When the couple emerged, the daycare center next door was gone and mangled cars and other debris littered their yard.
Carla Tabares said she, her husband and several families with children squeezed into the kitchen cooler of an Outback Steakhouse restaurant when the twister neared, huddling in the chilly darkness until the howling of the storm passed.
"It was really awful, really scary," she said. The restaurant was largely unscathed, but other buildings were badly damaged. "I'm just thankful we got out alive, and I really feel sorry for the people who didn't."
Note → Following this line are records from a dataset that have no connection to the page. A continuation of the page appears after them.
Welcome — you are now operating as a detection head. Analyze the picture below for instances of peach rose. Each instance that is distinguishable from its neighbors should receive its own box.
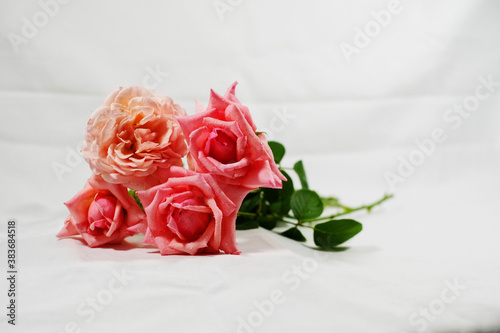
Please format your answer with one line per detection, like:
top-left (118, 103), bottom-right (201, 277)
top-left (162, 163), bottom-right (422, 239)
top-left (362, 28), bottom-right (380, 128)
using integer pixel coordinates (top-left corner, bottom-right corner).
top-left (137, 167), bottom-right (240, 255)
top-left (176, 82), bottom-right (286, 190)
top-left (57, 175), bottom-right (146, 247)
top-left (82, 87), bottom-right (187, 190)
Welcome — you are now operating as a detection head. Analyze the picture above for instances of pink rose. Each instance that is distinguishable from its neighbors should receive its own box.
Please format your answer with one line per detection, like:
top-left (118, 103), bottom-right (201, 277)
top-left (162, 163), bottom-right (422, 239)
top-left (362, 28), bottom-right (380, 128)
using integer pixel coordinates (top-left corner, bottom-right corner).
top-left (137, 167), bottom-right (240, 255)
top-left (82, 87), bottom-right (187, 190)
top-left (177, 82), bottom-right (286, 190)
top-left (57, 176), bottom-right (146, 247)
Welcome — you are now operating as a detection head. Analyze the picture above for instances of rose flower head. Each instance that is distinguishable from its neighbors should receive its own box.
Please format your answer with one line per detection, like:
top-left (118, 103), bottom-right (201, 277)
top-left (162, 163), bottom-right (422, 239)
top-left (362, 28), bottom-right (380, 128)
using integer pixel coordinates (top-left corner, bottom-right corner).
top-left (137, 167), bottom-right (240, 255)
top-left (177, 82), bottom-right (286, 190)
top-left (57, 175), bottom-right (146, 247)
top-left (82, 86), bottom-right (188, 190)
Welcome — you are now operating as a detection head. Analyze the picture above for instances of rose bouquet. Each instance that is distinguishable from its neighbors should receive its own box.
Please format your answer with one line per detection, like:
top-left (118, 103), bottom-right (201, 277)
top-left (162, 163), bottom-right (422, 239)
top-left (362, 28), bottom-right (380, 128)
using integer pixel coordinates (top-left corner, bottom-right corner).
top-left (57, 82), bottom-right (390, 255)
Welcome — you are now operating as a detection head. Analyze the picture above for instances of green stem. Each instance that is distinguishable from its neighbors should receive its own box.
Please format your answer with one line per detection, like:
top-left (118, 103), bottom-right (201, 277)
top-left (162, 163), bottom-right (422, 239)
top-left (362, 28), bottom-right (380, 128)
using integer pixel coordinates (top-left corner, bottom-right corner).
top-left (302, 194), bottom-right (394, 222)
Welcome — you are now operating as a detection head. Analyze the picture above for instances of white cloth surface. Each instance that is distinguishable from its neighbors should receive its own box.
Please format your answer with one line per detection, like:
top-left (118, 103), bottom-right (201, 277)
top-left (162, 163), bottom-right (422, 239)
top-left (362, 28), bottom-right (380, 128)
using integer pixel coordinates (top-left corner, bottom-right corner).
top-left (0, 0), bottom-right (500, 333)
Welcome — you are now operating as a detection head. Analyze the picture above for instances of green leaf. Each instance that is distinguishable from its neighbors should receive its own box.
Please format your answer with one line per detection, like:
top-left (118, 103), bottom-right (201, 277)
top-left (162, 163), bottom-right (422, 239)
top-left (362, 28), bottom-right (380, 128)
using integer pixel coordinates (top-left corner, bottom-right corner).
top-left (321, 197), bottom-right (342, 207)
top-left (236, 218), bottom-right (259, 230)
top-left (290, 190), bottom-right (323, 220)
top-left (314, 219), bottom-right (363, 249)
top-left (257, 216), bottom-right (277, 230)
top-left (263, 170), bottom-right (295, 216)
top-left (280, 227), bottom-right (306, 242)
top-left (239, 190), bottom-right (260, 213)
top-left (128, 190), bottom-right (144, 211)
top-left (268, 141), bottom-right (286, 164)
top-left (293, 161), bottom-right (309, 190)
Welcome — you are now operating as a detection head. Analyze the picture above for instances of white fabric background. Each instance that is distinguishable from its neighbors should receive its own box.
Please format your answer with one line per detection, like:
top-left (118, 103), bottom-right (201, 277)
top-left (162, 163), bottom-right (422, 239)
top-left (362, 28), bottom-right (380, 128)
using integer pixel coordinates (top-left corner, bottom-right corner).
top-left (0, 0), bottom-right (500, 333)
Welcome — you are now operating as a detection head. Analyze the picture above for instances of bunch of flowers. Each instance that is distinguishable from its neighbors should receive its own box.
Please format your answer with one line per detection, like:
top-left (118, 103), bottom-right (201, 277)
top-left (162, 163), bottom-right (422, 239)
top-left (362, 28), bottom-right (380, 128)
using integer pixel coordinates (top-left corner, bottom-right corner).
top-left (57, 82), bottom-right (389, 255)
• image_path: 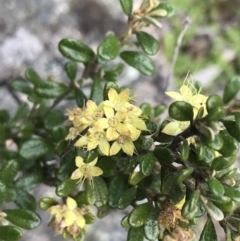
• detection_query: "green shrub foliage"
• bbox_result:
[0,0,240,241]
Joplin-area resident Denise Bayless, 57, said she and her husband were at church when their adult son called to say the tornado was hitting his house. The couple got in their car to race to his aid.
"We just had to weave in and out of debris. Power lines were down everywhere, and you could smell gas," she said.
After stopping to assist a woman they heard screaming, trapped inside her home, Bayless said she ran five blocks to her son's house, where she found every home on the street -- some 20 dwellings including his -- were gone.
"I just lost all my bearings. There was nothing that looked familiar," said Bayless, whose son was unhurt.
Leslie Swatosh, 22, ducked into a liquor store with several others as the tornado descended on them. The group huddled on the floor holding onto each other, and prayed.
"We were getting hit by rocks and I don't even know what hit me," said Swatosh. When the tornado passed, the store was destroyed but those inside were all alive, she said.
"Everyone in that store was blessed. There was nothing of that store left," said Swatosh.